Everyone I know who has left [Russia] has improved their circumstances by leaving. I understand that mine is a biased sample, but it is still a sample. One young woman recently said it to me outright: “Things have got better for all of us because of the war. And that scares me.”
We are beneficiaries of the war, me included. I have started earning more money. I live in a great place, better than where I lived in Moscow. Everyone respects me, which was unheard of in Moscow, and sometimes they even recognize me on the streets. Every day something good happens to me: new projects, interviews, interesting encounters. And I’ve generally started feeling better. I have become calmer, kinder, more confident in myself, and I smile more often.
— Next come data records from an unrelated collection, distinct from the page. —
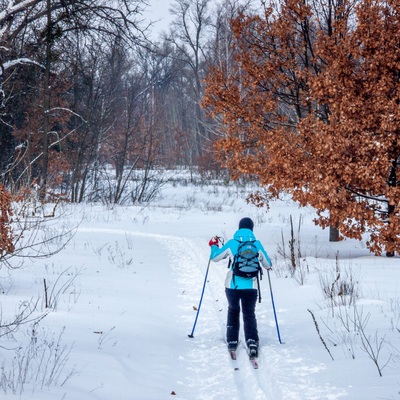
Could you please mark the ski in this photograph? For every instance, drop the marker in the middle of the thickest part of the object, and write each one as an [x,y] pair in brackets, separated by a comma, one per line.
[254,363]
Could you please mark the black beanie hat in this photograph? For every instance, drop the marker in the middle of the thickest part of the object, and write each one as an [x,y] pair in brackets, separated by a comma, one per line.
[246,223]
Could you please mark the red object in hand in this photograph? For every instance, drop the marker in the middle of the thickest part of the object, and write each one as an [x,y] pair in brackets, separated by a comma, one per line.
[213,242]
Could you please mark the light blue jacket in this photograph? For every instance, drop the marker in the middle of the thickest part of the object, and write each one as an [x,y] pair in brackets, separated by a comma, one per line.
[230,249]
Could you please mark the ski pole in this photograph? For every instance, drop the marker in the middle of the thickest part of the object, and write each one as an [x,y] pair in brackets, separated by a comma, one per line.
[273,306]
[201,299]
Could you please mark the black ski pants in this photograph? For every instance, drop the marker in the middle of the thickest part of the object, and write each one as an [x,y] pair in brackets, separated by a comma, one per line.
[247,298]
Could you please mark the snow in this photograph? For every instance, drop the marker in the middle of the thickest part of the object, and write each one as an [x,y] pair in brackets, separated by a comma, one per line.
[126,287]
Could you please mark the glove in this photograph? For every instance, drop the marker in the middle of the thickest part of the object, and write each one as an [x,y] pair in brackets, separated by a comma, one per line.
[214,241]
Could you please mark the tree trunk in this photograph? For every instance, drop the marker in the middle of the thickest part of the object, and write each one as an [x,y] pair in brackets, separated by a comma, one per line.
[46,108]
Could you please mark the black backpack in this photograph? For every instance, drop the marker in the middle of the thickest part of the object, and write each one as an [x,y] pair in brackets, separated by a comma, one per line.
[246,264]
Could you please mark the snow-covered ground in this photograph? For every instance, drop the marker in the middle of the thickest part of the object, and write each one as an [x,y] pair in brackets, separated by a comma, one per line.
[124,292]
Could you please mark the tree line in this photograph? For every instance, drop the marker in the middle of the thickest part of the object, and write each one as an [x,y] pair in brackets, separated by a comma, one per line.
[311,106]
[301,95]
[84,91]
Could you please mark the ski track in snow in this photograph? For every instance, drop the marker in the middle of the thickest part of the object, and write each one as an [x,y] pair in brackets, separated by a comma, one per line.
[282,373]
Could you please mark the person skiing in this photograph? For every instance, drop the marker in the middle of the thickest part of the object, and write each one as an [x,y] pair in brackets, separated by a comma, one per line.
[241,290]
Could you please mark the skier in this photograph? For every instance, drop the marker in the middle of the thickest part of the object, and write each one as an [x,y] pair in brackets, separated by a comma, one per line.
[241,290]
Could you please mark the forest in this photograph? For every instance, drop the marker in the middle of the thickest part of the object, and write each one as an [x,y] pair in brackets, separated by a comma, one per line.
[301,97]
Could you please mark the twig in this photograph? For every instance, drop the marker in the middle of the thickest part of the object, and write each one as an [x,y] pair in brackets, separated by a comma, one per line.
[319,334]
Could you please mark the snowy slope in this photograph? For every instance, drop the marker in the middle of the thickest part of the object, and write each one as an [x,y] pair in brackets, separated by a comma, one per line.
[127,286]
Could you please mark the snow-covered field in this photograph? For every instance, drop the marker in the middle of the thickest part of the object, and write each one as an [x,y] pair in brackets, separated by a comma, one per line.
[123,295]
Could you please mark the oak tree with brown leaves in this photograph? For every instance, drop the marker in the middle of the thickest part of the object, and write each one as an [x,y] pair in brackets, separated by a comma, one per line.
[311,107]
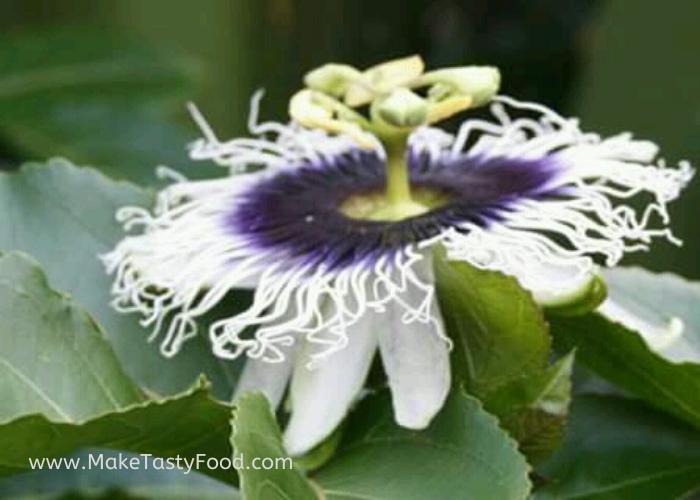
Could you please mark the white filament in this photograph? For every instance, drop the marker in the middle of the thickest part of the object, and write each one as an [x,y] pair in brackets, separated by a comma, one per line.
[183,258]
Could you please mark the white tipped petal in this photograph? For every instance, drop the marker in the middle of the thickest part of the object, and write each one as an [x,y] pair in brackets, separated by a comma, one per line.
[263,376]
[662,334]
[417,363]
[322,394]
[557,284]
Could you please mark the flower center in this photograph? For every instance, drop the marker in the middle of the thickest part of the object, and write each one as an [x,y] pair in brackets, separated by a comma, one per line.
[377,206]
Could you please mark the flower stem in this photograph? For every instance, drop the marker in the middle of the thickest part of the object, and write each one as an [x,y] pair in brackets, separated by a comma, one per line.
[398,187]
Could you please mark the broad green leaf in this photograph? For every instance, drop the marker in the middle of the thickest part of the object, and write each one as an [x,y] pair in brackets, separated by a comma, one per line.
[621,356]
[97,98]
[499,332]
[256,439]
[534,410]
[53,358]
[184,426]
[145,483]
[501,353]
[65,217]
[661,296]
[463,454]
[617,449]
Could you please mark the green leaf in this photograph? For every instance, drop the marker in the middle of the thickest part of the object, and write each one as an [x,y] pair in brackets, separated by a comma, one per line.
[463,454]
[65,217]
[186,425]
[584,300]
[621,356]
[256,437]
[501,353]
[498,330]
[98,98]
[534,410]
[617,449]
[53,358]
[127,484]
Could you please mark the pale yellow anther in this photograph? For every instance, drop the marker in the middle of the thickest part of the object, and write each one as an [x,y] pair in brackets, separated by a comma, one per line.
[314,110]
[444,109]
[383,78]
[333,79]
[481,83]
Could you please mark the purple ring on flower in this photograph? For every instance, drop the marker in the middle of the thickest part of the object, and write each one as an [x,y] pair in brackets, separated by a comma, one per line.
[527,194]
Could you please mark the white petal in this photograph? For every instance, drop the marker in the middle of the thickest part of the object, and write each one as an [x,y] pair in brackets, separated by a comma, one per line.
[663,334]
[269,378]
[556,284]
[416,359]
[321,395]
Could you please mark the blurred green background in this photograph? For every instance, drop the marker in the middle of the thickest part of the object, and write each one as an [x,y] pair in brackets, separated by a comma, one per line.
[624,65]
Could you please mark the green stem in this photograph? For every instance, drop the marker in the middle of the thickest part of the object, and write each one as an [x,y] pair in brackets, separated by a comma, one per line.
[398,187]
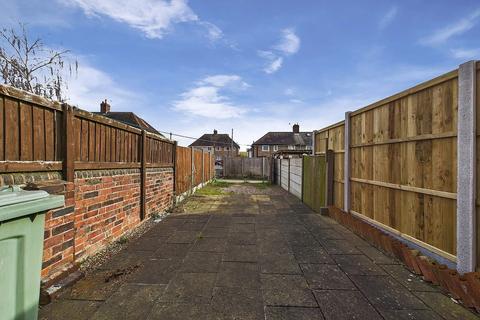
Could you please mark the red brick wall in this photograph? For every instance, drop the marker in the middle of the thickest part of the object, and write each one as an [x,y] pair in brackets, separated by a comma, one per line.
[100,207]
[159,190]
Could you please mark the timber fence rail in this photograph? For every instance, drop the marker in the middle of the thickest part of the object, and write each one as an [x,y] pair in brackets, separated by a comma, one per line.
[193,168]
[241,167]
[407,164]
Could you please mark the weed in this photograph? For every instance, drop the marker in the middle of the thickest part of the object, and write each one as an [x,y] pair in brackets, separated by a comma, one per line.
[122,240]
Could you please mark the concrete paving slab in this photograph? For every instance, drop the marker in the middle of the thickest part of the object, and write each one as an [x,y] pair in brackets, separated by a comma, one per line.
[238,303]
[190,287]
[345,305]
[230,258]
[443,306]
[293,313]
[313,254]
[286,290]
[241,253]
[326,276]
[386,293]
[201,262]
[408,279]
[239,275]
[69,309]
[358,265]
[156,271]
[131,301]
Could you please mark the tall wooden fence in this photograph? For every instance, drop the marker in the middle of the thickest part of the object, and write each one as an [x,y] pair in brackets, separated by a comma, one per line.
[396,164]
[288,175]
[314,189]
[240,167]
[193,167]
[42,135]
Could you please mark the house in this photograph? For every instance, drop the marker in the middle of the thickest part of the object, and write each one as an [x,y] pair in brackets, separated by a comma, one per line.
[219,143]
[273,142]
[129,118]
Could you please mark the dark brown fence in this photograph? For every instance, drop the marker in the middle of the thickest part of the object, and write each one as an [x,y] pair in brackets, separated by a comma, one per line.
[193,167]
[42,135]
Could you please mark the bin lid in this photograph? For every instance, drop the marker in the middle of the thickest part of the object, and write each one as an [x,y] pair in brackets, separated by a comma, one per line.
[15,202]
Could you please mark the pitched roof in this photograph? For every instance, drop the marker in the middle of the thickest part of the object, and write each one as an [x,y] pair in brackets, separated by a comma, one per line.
[286,138]
[214,139]
[130,118]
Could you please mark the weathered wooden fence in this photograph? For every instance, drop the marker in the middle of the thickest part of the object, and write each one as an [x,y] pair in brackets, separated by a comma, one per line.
[193,168]
[396,164]
[314,190]
[240,167]
[288,175]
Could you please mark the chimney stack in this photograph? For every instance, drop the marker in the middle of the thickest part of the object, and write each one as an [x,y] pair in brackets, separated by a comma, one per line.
[104,107]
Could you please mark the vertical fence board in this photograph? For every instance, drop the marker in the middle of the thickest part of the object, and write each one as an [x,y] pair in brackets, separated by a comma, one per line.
[26,133]
[49,135]
[2,134]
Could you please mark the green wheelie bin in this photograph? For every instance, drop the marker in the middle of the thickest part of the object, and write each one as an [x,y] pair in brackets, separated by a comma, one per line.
[22,218]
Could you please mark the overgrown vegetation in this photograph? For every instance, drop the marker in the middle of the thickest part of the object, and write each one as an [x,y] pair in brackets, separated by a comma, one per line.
[263,185]
[29,65]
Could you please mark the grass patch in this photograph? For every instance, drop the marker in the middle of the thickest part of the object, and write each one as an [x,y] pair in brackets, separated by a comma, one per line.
[263,185]
[214,188]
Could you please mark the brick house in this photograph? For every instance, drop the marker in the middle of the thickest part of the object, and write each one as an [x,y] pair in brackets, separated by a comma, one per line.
[220,143]
[272,142]
[129,118]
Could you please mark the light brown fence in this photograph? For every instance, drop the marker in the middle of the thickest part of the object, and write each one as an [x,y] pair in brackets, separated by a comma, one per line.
[403,163]
[193,167]
[42,135]
[333,138]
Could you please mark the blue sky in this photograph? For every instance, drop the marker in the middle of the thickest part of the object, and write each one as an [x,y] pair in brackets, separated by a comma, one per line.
[255,66]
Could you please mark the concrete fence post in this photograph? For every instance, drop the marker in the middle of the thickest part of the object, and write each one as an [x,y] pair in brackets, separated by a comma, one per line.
[329,160]
[192,169]
[466,168]
[314,132]
[346,169]
[203,166]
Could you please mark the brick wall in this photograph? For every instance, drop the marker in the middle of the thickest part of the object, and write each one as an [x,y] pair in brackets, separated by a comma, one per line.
[159,190]
[100,207]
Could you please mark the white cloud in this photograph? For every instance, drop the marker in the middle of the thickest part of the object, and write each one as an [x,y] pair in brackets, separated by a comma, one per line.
[461,53]
[208,100]
[461,26]
[214,33]
[222,80]
[274,65]
[91,86]
[289,45]
[388,17]
[290,42]
[154,18]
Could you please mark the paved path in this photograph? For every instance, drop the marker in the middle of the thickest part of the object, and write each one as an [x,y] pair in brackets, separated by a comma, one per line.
[255,254]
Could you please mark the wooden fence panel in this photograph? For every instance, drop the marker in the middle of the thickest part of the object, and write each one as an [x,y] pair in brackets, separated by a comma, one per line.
[385,162]
[314,181]
[403,165]
[183,170]
[478,166]
[333,138]
[28,132]
[198,167]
And all because the war is underway.
It scares me to admit it, but sometimes I think: if only it had started fifteen years earlier, when I was younger and I had more vim and vigor. Would it have been to hard for them to arrange? How wonderful my life would have turned out then.
I realized this back in 2014, when I spoke with people who had gone to fight in Donbas completely voluntarily. Yes, of course, there were ideological idiots among. Some were in it for the money. But many honestly admitted that there was nothing else for them to do. Life had become meaningless and hopeless: TV, vodka, the wife. Life was boring, there were no prospects. They had to raise the stakes, and so they went to war.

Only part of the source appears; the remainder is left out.